MILAN (AP/WJW) — Gucci’s creative director Alessandro Michele constructed a true parallel universe on the Milan runway with a surprise theatrical reveal — one that channeled the Northeast Ohio city of Twinsburg.

For his Spring-Summer 2022-23 collection dubbed ‘’Twinsburg,’’ Michele staged side-by-side shows inside the Gucci Hub, each unbeknownst to the other, until a wall lifted, revealing twins in identical looks in synchronic stride.

This isn’t the house’s first foray into seeing double, as seen at the Met Gala in May:

Jared Leto, right, and Alessandro Michele attend The Metropolitan Museum of Art’s Costume Institute benefit gala celebrating the opening of the “In America: An Anthology of Fashion” exhibition on Monday, May 2, 2022, in New York. (Photo by Evan Agostini/Invision/AP)

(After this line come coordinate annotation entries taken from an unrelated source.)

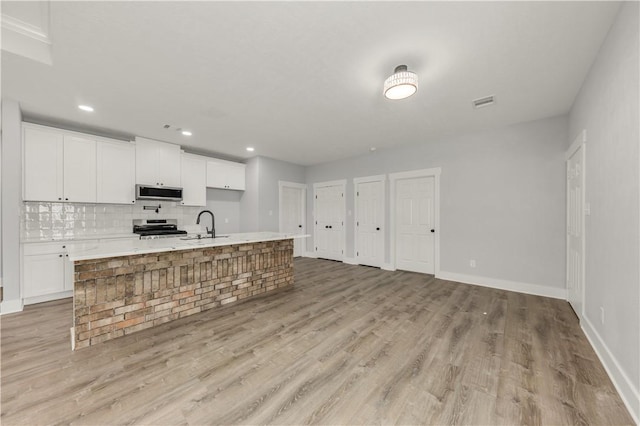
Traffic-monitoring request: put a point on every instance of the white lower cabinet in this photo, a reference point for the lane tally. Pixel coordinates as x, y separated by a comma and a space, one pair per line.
47, 272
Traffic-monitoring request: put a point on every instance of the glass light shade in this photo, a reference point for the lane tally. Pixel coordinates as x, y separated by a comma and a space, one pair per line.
401, 84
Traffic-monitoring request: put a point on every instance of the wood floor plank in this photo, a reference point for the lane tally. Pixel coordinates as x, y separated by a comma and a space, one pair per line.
344, 345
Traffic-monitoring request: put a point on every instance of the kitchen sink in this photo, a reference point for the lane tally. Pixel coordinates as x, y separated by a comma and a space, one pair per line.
205, 237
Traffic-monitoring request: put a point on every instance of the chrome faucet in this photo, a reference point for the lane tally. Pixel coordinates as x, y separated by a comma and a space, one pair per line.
213, 223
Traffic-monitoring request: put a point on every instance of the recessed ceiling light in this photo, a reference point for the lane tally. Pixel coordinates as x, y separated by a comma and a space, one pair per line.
402, 84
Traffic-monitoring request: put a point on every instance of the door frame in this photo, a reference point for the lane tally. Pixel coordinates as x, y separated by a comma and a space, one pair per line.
343, 183
303, 201
393, 179
356, 181
579, 142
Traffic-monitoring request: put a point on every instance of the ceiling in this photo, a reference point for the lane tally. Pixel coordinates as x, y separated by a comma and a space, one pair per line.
302, 81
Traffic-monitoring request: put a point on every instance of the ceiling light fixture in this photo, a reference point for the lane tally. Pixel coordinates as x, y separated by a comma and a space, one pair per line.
401, 84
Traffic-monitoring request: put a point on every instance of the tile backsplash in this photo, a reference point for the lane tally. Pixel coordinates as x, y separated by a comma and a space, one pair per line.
43, 220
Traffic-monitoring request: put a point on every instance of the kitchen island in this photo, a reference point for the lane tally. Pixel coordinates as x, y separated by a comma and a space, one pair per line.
121, 287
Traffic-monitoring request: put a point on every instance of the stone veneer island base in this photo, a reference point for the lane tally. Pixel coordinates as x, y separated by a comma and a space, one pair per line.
117, 296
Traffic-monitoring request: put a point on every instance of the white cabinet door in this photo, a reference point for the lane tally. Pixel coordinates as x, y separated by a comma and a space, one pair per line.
79, 169
225, 175
43, 169
169, 164
43, 274
194, 181
235, 176
146, 163
116, 172
157, 163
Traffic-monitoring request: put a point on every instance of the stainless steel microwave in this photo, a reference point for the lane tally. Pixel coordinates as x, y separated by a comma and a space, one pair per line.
166, 193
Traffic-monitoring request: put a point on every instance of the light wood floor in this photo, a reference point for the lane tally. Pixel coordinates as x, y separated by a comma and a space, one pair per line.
345, 345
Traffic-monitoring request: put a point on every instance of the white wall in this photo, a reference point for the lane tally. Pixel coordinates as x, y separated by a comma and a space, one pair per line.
502, 199
607, 107
259, 203
11, 180
225, 205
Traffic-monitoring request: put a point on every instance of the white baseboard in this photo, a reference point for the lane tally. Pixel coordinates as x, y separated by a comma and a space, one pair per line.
48, 297
630, 395
535, 289
11, 306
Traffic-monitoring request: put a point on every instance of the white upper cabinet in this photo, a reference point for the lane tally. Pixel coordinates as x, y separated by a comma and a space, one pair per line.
79, 169
58, 166
116, 174
157, 163
225, 175
42, 172
194, 180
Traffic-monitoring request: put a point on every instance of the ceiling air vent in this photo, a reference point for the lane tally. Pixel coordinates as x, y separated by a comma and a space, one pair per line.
483, 102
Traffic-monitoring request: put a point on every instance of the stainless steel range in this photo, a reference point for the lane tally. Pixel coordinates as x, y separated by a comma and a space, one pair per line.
156, 228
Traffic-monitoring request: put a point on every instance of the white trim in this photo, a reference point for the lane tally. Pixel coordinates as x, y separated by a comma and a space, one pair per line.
48, 297
578, 143
303, 201
356, 181
629, 394
330, 183
343, 183
393, 177
11, 306
520, 287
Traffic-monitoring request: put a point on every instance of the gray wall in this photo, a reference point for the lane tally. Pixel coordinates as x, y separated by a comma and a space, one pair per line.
607, 107
502, 198
11, 198
259, 203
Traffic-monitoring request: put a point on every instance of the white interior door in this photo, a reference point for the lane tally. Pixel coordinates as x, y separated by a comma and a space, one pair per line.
292, 212
329, 221
369, 222
575, 229
415, 224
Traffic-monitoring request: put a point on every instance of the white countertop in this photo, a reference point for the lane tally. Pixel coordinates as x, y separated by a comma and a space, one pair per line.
127, 247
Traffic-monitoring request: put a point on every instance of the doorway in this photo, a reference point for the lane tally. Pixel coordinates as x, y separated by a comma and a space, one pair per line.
415, 242
575, 159
329, 211
293, 213
369, 220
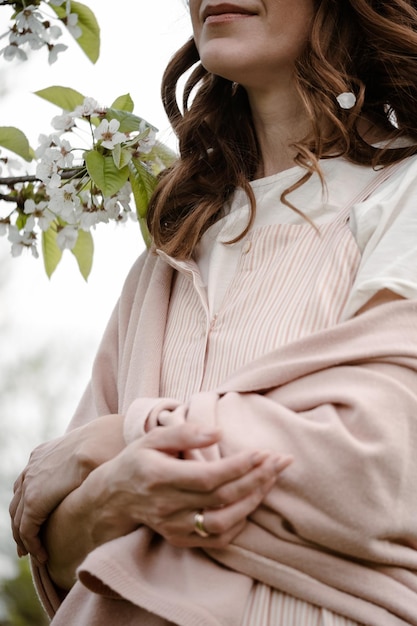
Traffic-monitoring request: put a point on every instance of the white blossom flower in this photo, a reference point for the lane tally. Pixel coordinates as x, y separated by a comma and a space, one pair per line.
72, 25
59, 3
124, 196
65, 202
111, 207
54, 50
41, 211
47, 171
89, 219
59, 152
54, 32
67, 237
87, 108
63, 122
13, 51
30, 19
107, 132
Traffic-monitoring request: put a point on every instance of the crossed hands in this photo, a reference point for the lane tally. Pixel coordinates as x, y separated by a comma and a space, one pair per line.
118, 487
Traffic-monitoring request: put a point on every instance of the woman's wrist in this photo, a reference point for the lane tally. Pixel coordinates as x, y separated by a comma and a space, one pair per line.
80, 524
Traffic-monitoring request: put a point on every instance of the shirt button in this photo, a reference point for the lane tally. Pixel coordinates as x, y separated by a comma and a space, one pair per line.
246, 247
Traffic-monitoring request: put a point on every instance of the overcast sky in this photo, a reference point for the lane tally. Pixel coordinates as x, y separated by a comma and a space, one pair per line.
138, 39
65, 313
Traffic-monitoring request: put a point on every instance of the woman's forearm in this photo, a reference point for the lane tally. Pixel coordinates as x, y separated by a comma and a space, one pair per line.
77, 526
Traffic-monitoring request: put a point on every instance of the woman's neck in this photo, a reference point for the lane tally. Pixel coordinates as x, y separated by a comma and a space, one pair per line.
280, 120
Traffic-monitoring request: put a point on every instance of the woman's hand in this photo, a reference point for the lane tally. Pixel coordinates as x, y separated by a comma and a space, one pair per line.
155, 488
147, 484
56, 468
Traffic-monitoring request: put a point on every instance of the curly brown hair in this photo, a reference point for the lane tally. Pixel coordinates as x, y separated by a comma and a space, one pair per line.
365, 46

Twinsburg is of course the spot where multiples appear from around the world for the annual Twins Days Festival. And while not haute couture, the event has always been about the fashion:

For the final walkthrough of the runway show, the 68 sets of twins met in the center, grasping hands and reuniting for the final walkthrough. A backdrop showed a suburban-looking sign that read “Welcome to Twinsburg.”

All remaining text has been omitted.